Creeping phlox is still hanging on but is almost ready to end its bloom cycle:
The 'Blackbird' Euphorbia plants have grown since I planted them a month or so ago, and the yellow flowers look even more pronounced:
Foam Flower (Tiarella):
and Lungwort (Pulmonaria 'Gaelic Spring') are both still blooming:
One of my varieties of Coral Bells (Heuchera) is displaying flower stalks:
Columbine is just barely hanging on now, and I expect it to stop blooming soon:
This aster (unknown variety) has just this one tiny bloom, a very soft, light blue:
Ajuga aka.
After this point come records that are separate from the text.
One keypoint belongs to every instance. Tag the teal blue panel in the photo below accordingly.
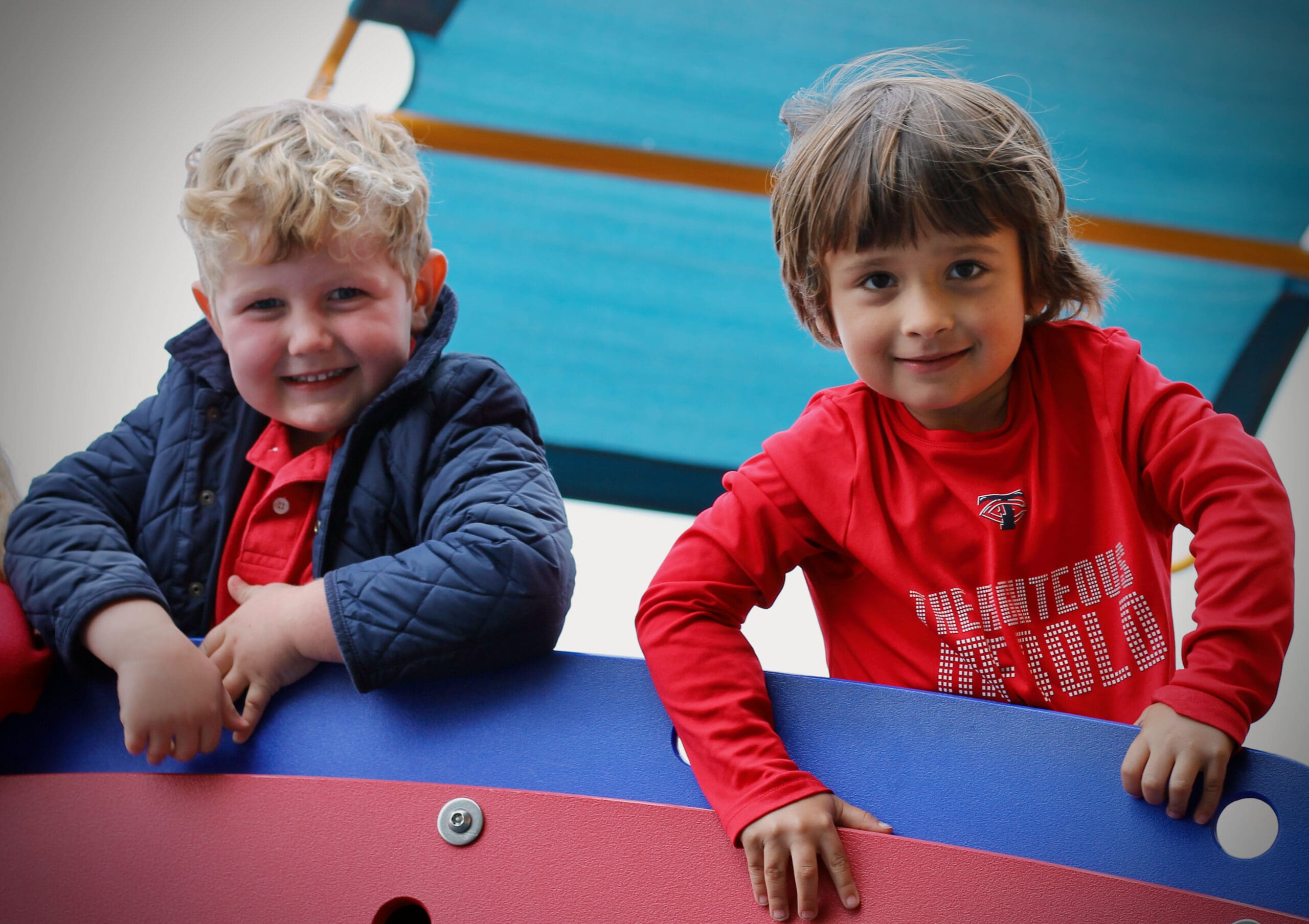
(1180, 114)
(638, 318)
(1193, 317)
(648, 320)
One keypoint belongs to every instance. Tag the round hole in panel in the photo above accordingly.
(402, 910)
(377, 68)
(1247, 827)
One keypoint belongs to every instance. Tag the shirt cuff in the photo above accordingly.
(1205, 707)
(784, 792)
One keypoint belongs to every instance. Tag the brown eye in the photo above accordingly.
(966, 270)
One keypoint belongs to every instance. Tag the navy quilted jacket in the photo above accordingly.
(442, 533)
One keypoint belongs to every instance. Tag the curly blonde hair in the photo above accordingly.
(892, 144)
(292, 176)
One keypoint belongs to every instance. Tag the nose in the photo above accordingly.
(309, 333)
(926, 313)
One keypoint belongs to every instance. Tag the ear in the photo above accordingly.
(204, 302)
(427, 288)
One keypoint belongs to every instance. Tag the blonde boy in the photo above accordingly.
(989, 510)
(316, 479)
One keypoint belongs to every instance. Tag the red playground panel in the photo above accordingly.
(157, 847)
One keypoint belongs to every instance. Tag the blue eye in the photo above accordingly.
(879, 281)
(966, 270)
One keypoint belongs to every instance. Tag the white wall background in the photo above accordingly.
(102, 100)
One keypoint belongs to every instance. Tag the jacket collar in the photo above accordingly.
(198, 350)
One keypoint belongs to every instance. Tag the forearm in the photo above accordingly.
(1222, 484)
(712, 687)
(311, 627)
(130, 629)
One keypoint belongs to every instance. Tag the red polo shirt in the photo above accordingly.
(273, 533)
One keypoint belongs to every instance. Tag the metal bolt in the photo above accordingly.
(460, 822)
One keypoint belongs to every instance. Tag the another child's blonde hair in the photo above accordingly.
(8, 500)
(889, 146)
(277, 180)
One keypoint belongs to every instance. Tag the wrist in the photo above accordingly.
(311, 629)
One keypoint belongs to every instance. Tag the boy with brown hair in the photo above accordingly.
(317, 479)
(989, 511)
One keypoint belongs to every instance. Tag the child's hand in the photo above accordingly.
(257, 648)
(1168, 754)
(794, 838)
(171, 697)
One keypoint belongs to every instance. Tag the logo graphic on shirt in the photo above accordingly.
(1004, 510)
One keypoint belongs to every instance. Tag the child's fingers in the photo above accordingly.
(235, 682)
(804, 862)
(186, 744)
(754, 863)
(838, 866)
(257, 701)
(1180, 784)
(160, 746)
(777, 864)
(213, 642)
(1134, 765)
(851, 816)
(1215, 773)
(135, 740)
(221, 654)
(231, 718)
(211, 736)
(1155, 778)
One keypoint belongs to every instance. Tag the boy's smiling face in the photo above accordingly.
(935, 325)
(314, 338)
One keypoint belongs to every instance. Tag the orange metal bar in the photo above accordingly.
(462, 139)
(328, 73)
(584, 156)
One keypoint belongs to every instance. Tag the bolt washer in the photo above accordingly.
(460, 822)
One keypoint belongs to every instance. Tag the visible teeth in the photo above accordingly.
(319, 377)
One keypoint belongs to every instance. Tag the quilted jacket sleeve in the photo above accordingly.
(492, 576)
(69, 551)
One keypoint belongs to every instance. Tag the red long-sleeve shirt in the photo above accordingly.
(1027, 565)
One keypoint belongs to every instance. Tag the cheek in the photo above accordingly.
(382, 344)
(252, 354)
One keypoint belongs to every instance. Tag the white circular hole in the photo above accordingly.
(681, 750)
(377, 68)
(1247, 829)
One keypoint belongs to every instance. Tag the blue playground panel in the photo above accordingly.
(955, 770)
(647, 320)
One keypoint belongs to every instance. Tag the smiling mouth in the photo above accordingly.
(934, 358)
(317, 376)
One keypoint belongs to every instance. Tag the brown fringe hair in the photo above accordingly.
(893, 144)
Bugel Weed, is just about done flowering:
The Rhododendron's have pretty much finished flowering at this point, but here is 'Nova Zembla' before opening:
This spring we also planted 'Rocket':
Green and Gold (Chrysogonum virginianum) is the only currently flowering plant of the (12) native plants I bought last weekend at the Virginia Native Plant Society's (local chapter) plant sale:
In April I ordered some native plants on-line, and I just had to show the Trillium before it fades away:
Wildflower 'Johnny Jumpup' was included with the goodies from blogging friend Janet, and is still blooming:
I'll write about the native plants I bought online, as well as the rest that Janet gave me, in future posts. Meanwhile, please take a moment to visit Carol at May Dreams Gardens, where bloggers from all over the world have posted what's blooming in their May gardens.
Today I am thankful for May, when everything is awake and alive in my garden.